Sunday 11 February 2018

Colourfoul miner's paintings

Picture (Tom Lamb- Testing for Gas) from the book Shifts of Light - Mining Art in the Great Northern Coalfield (Robert McManners & Gillian Wales

"From the early nineteenth century coal mining was to dominate the North East of England for one hundred and fifty years. It provided employment, determined townscapes and population distribution, created hardships, dominated skylines but above all spawned communities. These tightly-knit mining fraternities provided the miner with all his basic needs. Historically the miner has always felt the need to express himself both politically and creatively. (...) This took many forms - a pride in the size of a leek, the speed of a whippet, the flight of a pigeon, the beauty of a chrysanthemum, the sound of a brass band, the recitation of a verse, the writing of a play or latterly the painting of a picture. The resulting body of art produced in the Great Northern Coalfield is as fascinating as it is diverse."

The Art Mining Gallery in Bishop Auckland explores working life in the coalmines through original artefacts and artwork from prominent mining artists. It is very well worth a visit.
 

Purple "Our moon" in the lumiere


In November 2017 the light festival (Lumiere Durham) came to Durham again. Artists from around the world illuminated the city with a series of light installations. It was interesting to see all the different installations but slightly disappointing that the crowds had to follow the designated paths and had to behave like  sheep in a herd. Therefore, the most pleasant time was spent in the church of Our Lady of Mercy and St Godric's, which offered tea and cake for free, talking with two old ladies from Durham.
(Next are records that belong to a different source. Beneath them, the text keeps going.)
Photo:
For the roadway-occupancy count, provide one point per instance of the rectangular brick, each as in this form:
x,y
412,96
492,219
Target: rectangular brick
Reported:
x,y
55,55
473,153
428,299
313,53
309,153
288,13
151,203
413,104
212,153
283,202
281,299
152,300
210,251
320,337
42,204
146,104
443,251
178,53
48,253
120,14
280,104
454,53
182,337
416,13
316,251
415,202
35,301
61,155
"Our moon" (Hannah Fox) - Using motion capture techniques similar to a Hollywood Blockbuster, 80 Durham residents’ unique facial expressions were digitally captured and transferred over to drive the drawn animation of Our Moon. Four Moons were created from the residents of Durham; childhood, youth, maturity, wisdom. Each evening of Lumiere Durham 2017 a different moon watched over the city and its people.
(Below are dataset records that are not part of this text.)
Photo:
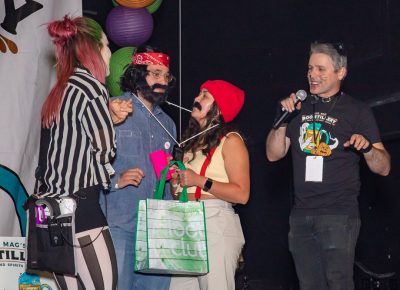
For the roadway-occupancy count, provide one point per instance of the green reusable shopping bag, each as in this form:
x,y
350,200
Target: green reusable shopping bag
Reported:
x,y
171,235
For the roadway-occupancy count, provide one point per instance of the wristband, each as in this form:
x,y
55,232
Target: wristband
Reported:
x,y
369,148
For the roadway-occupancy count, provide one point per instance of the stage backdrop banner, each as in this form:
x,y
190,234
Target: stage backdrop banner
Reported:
x,y
13,265
26,75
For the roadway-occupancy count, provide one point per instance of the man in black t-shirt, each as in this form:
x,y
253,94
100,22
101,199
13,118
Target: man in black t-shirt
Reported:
x,y
328,136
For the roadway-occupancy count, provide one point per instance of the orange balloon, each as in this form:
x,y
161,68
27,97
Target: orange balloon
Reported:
x,y
135,3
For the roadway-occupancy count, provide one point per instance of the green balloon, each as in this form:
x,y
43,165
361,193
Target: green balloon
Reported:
x,y
118,63
153,7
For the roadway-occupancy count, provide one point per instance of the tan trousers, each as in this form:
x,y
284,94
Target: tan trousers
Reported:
x,y
225,242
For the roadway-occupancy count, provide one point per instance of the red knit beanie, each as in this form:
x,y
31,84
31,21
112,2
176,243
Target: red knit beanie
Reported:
x,y
229,97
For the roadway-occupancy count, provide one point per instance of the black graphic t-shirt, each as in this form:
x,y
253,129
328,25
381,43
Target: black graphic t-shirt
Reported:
x,y
331,126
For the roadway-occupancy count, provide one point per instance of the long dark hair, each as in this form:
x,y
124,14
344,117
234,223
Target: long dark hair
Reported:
x,y
210,139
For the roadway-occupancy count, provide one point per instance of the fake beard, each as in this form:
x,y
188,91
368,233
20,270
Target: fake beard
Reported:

Transparent ice cores at the British Antarctica Survey



"Ice cores are cylinders of ice drilled out of an ice sheet or glacier. Most ice core records come from Antarctica and Greenland, and the longest ice cores extend to 3km in depth. The oldest continuous ice core records to date extend 123,000 years in Greenland and 800,000 years in Antarctica. Ice cores contain information about past temperature, and about many other aspects of the environment. Crucially, the ice encloses small bubbles of air that contain a sample of the atmosphere – from these it is possible to measure directly the past concentration of gases (including carbon dioxide and methane) in the atmosphere. Direct and continuous measurements of carbon dioxide (CO2) in the atmosphere extend back only to the 1950s. Ice core measurements allow us to extend this way back into the past. In an Antarctic core (Law Dome) with a very high snowfall rate, it has been possible to measure concentrations in air from as recently as the 1980s that is already enclosed in bubbles within the ice. Antarctic ice cores show us that the concentration of CO2 was stable over the last millennium until the early 19th century. It then started to rise, and its concentration is now nearly 40% higher than it was before the industrial revolution." (British Antarctica Survey, 2014).